Leprosy bacteria may hold the secret to safely repairing and regenerating the body, researchers at the University of Edinburgh say.
Animal experiments have uncovered the bacteria’s remarkable ability to almost double the size of livers by stimulating healthy growth.
It is a sneakily selfish act that gives the bacteria more tissue to infect.
But working out how they do it could lead to new age-defying therapies, the scientists say.
Leprosy causes disability when it infects the nerves, skin and eyes.
Throughout history, those infected have been shunned.
But the bacterium that causes it, Mycobacterium leprae, has other, unusual properties, including the ability to perform “biological alchemy“, converting one type of bodily tissue into another, which are fascinating scientists.
So the researchers turned to another animals that catches the disease – armadillos.
The experiments, which were performed in the US, showed the infection heads to the armoured animals’ livers, where it performed a controlled hijacking of the organ to reprogram it for its own purpose.
“It was totally unexpected,” Prof Anura Rambukkana, from the University of Edinburgh’s centre for regenerative medicine, told me.
The results, published in Cell Reports Medicine, showed the liver nearly doubled in size.
You might expect such growth to be defective or even cancerous – but detailed analysis showed it was both healthy and functional, complete with the usual array of blood vessels and bile ducts.
“It is kind of mind-blowing,” Prof Rambukkana said. “How do they do that? There is no cell therapy that can do that.”
It appears the leprosy bug is rewinding the developmental clock in the liver.
Fully grown liver cells are metabolic powerhouses with hundreds of jobs in the body.
But the bacteria are taking them back a stage – like becoming a teenager again – where they can rapidly increase in number before maturing back into adulthood.
Interrogating the activity of different parts of the cells’ DNA revealed a picture more akin to that of a much younger animal or even a fetus, when the liver is still forming.
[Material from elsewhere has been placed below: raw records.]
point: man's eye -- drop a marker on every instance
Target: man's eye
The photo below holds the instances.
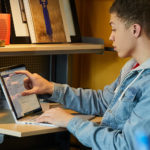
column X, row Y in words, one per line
column 113, row 29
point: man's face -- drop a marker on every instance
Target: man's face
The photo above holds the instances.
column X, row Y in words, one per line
column 122, row 37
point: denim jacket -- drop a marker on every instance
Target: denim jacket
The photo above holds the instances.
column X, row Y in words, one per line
column 124, row 105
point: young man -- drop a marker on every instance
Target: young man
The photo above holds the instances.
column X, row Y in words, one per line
column 125, row 104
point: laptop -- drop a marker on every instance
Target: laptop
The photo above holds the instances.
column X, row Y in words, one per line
column 24, row 109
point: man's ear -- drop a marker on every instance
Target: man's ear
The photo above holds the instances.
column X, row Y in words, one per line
column 136, row 30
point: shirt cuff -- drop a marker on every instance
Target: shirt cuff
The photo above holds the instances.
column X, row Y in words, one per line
column 58, row 93
column 74, row 124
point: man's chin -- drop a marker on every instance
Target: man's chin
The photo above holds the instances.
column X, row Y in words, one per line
column 122, row 55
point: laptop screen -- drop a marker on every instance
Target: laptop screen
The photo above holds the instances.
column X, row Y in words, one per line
column 14, row 85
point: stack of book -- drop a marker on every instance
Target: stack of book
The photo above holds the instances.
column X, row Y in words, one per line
column 42, row 21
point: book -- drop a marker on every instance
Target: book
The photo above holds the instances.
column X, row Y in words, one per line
column 45, row 21
column 0, row 6
column 68, row 10
column 5, row 28
column 19, row 28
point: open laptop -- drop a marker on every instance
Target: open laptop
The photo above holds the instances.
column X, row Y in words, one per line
column 24, row 109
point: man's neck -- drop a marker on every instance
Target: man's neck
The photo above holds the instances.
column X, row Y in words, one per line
column 142, row 50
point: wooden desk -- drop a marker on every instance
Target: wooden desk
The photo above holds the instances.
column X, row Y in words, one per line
column 9, row 127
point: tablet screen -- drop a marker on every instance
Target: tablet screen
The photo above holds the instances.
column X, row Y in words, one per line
column 14, row 83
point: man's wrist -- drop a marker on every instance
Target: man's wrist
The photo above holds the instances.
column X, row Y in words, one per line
column 50, row 88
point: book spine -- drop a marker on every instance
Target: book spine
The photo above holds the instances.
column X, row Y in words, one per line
column 65, row 23
column 29, row 21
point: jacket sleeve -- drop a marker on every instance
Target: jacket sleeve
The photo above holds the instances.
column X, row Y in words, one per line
column 100, row 137
column 85, row 101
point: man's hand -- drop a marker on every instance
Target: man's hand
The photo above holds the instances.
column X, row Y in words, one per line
column 35, row 84
column 56, row 116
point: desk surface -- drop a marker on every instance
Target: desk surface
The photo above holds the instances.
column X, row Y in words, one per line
column 9, row 127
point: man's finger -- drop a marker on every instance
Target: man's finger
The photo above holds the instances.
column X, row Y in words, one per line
column 29, row 92
column 25, row 72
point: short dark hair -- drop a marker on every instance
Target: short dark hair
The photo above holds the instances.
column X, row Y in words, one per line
column 133, row 11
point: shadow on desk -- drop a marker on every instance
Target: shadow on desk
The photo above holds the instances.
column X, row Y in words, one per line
column 53, row 141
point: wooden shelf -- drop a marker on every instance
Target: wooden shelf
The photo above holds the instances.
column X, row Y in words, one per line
column 49, row 49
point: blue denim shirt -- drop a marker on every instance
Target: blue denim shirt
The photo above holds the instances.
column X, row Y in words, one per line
column 124, row 105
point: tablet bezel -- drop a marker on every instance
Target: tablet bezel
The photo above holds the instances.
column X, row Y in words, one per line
column 8, row 97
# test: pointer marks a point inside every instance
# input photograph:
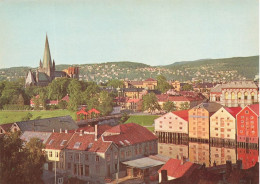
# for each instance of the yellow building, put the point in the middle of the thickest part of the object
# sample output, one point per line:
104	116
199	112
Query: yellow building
223	125
199	120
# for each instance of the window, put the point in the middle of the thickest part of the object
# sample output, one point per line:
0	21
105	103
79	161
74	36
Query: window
86	170
97	158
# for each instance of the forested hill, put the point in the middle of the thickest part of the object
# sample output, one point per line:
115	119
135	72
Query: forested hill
206	69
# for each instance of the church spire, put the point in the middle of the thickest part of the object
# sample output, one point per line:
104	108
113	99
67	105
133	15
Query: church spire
47	55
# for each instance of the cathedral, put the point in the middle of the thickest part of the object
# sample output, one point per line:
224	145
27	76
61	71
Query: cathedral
46	72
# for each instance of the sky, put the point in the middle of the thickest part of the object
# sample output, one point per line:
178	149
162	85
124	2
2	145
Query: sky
154	32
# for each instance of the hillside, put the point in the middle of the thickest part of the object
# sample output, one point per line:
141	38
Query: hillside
205	69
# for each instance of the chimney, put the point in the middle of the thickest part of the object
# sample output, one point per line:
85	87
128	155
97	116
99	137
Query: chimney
81	131
164	175
95	132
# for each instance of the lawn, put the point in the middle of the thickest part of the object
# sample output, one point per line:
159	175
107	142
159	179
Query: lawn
144	120
14	116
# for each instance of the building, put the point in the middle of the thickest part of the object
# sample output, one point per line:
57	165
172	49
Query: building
199	117
46	72
178	168
55	124
4	128
219	154
223	125
172	124
235	93
149	83
247	124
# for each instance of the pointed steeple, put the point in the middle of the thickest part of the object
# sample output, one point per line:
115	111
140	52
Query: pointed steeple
47	55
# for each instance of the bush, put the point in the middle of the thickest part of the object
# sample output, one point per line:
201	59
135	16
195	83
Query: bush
16	107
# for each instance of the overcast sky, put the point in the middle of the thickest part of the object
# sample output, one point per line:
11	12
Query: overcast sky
147	31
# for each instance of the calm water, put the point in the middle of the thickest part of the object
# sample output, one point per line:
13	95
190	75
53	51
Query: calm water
206	153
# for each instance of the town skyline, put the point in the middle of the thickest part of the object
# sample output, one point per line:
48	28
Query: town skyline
153	33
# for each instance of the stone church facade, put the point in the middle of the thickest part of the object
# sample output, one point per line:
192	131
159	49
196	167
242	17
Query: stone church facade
46	71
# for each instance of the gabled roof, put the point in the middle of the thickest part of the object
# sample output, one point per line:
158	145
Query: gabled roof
48	124
128	134
233	110
43	136
211	107
182	114
56	139
176	169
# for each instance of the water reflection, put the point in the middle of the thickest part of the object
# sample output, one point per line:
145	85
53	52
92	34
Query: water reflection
209	154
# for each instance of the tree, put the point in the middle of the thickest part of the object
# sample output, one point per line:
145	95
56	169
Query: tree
163	85
150	103
106	103
169	106
187	87
18	163
184	106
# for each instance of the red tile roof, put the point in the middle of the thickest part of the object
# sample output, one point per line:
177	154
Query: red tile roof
182	114
131	132
255	108
176	169
150	79
57	140
233	110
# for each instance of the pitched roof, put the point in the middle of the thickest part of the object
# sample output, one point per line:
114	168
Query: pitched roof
255	108
211	107
176	169
182	114
58	141
128	134
48	124
150	79
87	142
43	136
233	110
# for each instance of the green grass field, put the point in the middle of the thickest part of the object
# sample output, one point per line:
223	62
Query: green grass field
144	120
14	116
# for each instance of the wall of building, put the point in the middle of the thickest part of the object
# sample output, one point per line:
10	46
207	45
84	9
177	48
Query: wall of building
170	123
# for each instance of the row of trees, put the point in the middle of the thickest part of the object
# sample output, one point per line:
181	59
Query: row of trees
150	104
19	162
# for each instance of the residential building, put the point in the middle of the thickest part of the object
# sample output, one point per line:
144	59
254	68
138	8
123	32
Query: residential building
55	124
223	125
146	84
247	124
46	71
172	124
219	154
199	117
235	93
199	153
177	151
178	168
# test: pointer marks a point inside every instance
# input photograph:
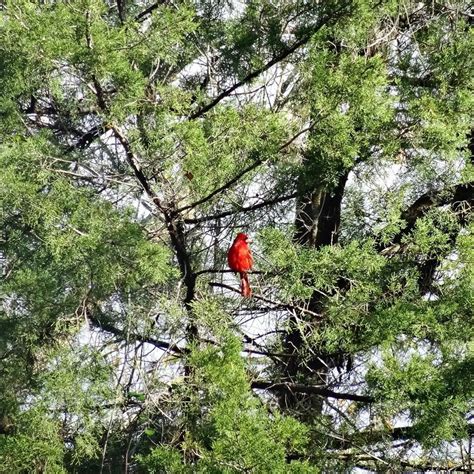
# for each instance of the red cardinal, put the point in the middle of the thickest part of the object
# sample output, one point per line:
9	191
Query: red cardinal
240	260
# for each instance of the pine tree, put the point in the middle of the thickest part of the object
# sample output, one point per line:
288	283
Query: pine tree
137	138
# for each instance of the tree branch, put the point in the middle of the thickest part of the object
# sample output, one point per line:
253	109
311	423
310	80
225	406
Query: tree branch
254	207
106	326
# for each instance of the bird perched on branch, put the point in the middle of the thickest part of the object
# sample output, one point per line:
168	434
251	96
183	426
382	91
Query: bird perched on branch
240	261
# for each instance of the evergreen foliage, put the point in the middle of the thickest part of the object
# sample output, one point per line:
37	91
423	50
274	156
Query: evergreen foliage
137	138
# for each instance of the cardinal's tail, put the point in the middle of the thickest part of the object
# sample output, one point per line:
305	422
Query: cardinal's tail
244	285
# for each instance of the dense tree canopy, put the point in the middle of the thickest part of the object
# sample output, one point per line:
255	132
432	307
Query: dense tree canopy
138	137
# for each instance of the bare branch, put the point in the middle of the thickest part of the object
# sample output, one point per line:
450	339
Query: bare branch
310	389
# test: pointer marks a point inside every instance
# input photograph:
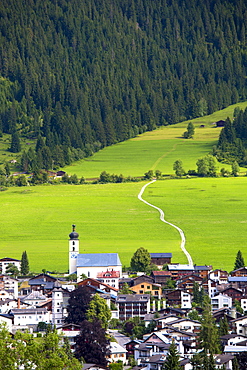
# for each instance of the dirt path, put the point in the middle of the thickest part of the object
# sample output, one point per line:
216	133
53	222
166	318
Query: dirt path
162	218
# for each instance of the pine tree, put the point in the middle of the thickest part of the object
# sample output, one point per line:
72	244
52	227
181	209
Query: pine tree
15	146
239	262
208	337
172	359
24	264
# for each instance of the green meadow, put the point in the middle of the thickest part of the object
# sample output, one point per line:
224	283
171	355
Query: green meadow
110	218
157	149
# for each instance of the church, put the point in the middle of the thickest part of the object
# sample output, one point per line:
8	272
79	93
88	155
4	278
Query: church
91	265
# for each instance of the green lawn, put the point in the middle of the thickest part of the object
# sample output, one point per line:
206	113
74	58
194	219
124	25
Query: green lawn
110	218
158	149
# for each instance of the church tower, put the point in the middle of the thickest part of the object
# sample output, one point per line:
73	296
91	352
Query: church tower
73	250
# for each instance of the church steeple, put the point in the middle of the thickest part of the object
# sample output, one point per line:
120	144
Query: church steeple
73	250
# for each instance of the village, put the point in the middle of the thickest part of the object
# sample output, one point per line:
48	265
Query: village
166	299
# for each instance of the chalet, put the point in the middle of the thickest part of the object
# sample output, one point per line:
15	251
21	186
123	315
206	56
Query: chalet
90	264
6	261
133	305
219	276
239	325
161	277
9	284
109	277
242	271
98	286
221	301
233	293
178	270
160	259
154	290
202	271
44	283
130	347
69	331
220	123
117	353
142	279
179	297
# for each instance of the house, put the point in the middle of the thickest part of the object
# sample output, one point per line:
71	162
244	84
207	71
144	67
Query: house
43	282
109	277
142	279
98	286
223	361
202	271
219	276
60	300
242	271
9	284
239	325
179	297
233	293
178	270
90	264
6	261
154	290
192	326
26	318
221	301
117	353
34	298
160	259
69	331
131	305
231	339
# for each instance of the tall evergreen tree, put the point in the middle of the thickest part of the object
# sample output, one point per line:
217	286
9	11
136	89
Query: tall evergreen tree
24	264
15	146
239	262
172	359
208	337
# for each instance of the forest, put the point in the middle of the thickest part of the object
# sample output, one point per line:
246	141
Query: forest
78	76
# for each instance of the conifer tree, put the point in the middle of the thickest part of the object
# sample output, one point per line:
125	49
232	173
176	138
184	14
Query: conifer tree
15	146
208	337
172	359
24	264
239	262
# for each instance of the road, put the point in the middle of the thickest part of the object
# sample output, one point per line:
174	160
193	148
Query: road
162	218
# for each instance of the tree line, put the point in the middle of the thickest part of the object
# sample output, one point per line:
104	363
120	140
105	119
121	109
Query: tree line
84	75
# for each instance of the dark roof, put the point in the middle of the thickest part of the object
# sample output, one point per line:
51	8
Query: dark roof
98	259
133	297
161	255
8	259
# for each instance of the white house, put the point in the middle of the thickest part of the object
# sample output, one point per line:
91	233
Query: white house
90	264
29	317
221	301
117	353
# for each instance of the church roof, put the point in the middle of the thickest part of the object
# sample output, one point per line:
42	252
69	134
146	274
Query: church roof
98	260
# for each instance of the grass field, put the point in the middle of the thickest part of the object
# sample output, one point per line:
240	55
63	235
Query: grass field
158	149
110	218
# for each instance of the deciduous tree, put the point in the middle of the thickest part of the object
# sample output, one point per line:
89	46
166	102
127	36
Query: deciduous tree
92	344
140	260
98	309
24	264
239	261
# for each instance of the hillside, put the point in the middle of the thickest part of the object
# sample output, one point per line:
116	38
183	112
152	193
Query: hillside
79	76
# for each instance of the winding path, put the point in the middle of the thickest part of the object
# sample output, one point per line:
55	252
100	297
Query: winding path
162	218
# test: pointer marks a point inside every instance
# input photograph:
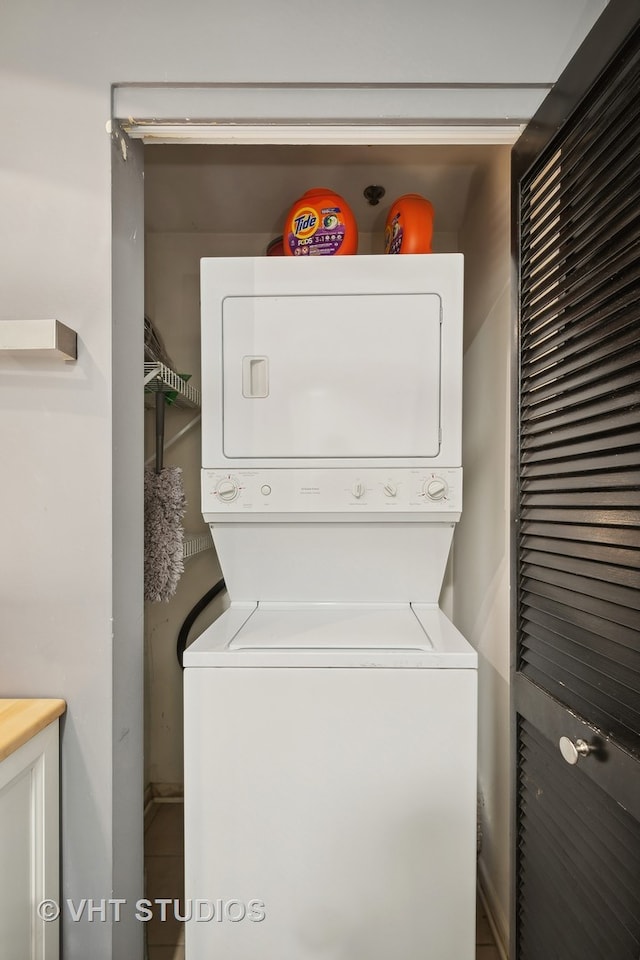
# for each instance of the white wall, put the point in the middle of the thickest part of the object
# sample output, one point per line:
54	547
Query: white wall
481	547
57	62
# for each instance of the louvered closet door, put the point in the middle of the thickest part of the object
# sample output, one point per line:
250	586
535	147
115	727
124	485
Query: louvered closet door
577	547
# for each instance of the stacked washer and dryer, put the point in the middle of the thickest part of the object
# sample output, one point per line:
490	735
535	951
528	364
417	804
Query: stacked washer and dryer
330	712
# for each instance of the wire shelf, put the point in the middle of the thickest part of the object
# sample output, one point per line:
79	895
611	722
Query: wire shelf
157	376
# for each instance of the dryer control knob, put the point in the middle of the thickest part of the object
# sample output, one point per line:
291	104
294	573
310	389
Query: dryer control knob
227	490
358	489
435	488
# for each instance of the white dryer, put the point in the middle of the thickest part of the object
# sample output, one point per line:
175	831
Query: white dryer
330	713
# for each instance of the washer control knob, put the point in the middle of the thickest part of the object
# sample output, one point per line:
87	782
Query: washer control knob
435	488
227	490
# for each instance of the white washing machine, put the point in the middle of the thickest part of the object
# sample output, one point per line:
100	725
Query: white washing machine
330	713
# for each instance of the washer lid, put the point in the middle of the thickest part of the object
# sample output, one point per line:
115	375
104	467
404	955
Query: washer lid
331	635
327	627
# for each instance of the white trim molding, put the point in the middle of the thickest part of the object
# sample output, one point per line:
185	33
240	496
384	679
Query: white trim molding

But the precise details of how this is all happening remain elusive.
Nobel Prize-winning research has shown it is possible to forcibly turn the clock all the way back to the point at which cells regain the ability to become any other type of cell in the body – but this runs the risk of turning them cancerous.
“The [leprosy] bugs use alternative pathways,” Prof Rambukkana told me.
“It’s a much safer way and they take a longer time to do that, so this is a natural process.”
The hope is the approach can be harnessed for repairing the livers of people waiting for a transplant – or even to reverse some of the damage caused by ageing elsewhere in the body.
“The dream is to use the same bacterial strategy, to use the ingenuity of bacteria to generate new medicines for regeneration and repair,” Prof Rambukkana said.
“If you can harness that, you should be able to turn that mechanism into a jab you have every three months or something.”
All these ideas remain untested, however.
Dr Darius Widera, of the University of Reading, said: “Overall, the results could pave the way for new therapeutic approaches to the treatment of liver diseases such as cirrhosis.
“However, as the research has been done using armadillos as model animals, it is unclear if and how these promising results can translate to the biology of the human liver.
“Moreover, as the bacteria used in this study are disease-causing, substantial refinement of the methods would be required prior to clinical translation.”